I had shot number 1 yesterday. For months I’ve been bemoaning my lowly place in line, which was really no place in line. Nine months shy of a qualifying 65th birthday, I began to believe — because I grumbled it so often —”I will be the last person on Earth to get the vaccine.” Then one day in the desert it rained down bread from heaven, and in the morning I gathered up my laptop and made an appointment at a pharmacy just a few miles from my house. At the door, a kind young man greeted me as if I were a wanderer out of the wilderness and 10 minutes later, the dose delivered, I sat in a socially distanced folding chair in Aisle 15, waiting out adverse signs.
Aisle 15 was the Baby Care aisle and Aisle 16 was the Adult Care aisle, and so I perched in view of the teething toys, and stacked on the other side, the incontinence briefs. It was a blatant reminder of the one life we share on the lonely trek between then and when. A year ago I wrote about the hope and good health bequeathed to us born into the vaccine generation, the first little ones freed from polio, measles, tuberculosis and all manner of misery and plagues.

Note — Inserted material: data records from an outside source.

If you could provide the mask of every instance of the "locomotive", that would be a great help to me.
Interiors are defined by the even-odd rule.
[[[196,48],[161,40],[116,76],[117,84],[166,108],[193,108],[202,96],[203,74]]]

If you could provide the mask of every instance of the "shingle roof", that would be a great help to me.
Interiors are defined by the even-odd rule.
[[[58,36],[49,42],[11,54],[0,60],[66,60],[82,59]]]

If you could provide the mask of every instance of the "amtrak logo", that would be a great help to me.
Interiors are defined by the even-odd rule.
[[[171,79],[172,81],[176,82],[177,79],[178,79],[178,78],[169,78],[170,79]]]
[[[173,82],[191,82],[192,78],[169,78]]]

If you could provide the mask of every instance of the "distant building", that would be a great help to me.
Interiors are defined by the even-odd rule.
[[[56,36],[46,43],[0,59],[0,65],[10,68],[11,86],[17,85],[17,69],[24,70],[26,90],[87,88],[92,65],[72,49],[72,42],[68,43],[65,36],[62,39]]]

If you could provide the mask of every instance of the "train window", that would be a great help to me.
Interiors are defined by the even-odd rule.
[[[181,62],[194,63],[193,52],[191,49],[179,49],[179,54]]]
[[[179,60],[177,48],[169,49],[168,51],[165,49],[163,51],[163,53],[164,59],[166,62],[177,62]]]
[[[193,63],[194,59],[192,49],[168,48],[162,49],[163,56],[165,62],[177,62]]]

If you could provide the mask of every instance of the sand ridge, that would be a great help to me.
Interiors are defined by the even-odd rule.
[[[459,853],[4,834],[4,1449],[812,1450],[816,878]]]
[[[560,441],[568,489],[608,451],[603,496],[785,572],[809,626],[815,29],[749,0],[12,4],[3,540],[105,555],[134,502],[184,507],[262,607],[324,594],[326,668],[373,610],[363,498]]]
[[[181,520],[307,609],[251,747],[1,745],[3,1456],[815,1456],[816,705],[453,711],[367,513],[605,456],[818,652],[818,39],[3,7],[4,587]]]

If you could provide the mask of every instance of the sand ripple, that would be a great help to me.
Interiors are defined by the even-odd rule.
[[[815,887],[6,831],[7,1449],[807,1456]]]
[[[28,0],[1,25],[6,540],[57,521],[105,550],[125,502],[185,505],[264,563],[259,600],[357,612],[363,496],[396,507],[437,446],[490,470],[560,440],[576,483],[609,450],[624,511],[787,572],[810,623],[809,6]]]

As it was, so shall it be. We are and will always be saved by the grace of community, by human wonders and works, faith and fellowship, led from the bleak bondage of fear to the promised land of rest. On Aisle 15, together.
“Here For You” a new dharma talk
Photo by Birger Strahl on Unsplash
Sending you love.
From another appreciative vaccinated being
Comment by Deborah Brimlow — March 31, 2021 @ 8:15 am
I received my first dose today. It was supposed to be months before I’d qualify, and I’d been disgruntled. Then the Ho Chunk nation announced an offering: they had extra vaccines and would vaccinate anyone over 18. Together with hundreds of other non-Ho Chunk people, my family waited in line for 90 minutes in the cold and wind. Once inside, we were directed and cared for by such kind and generous people. It was impeccably run. They’d be there into the evening, one of the tribal members told me, until they’d given all the doses they had to give. I couldn’t help but be sobered and humbled.
Comment by Amy — March 31, 2021 @ 8:59 am
Good writing, nice word art from you and your commentors.
Comment by Bill Kirby — April 1, 2021 @ 9:54 am
There’s such relief and gratitude with these first shots. I exhaled a breath I didn’t even know I’d been holding. And I’m with you there in aisle 15, my friend, surveying the territory, glad to still be upright and walking the path with you.
Comment by Katrina — April 1, 2021 @ 10:41 am
I’m going to tell you a secret. I listen to every dharma talk like we are sitting together in a quiet room. Like you are glancing up at me from time to time. Like the talk is for me personally. Because it always feels that thoughtful and that relevant. I know there are scores of others who feel the same and perhaps that is your superpower. 2/24 marks my 2+2 and I am grateful beyond measure. For that and for you. Thank you.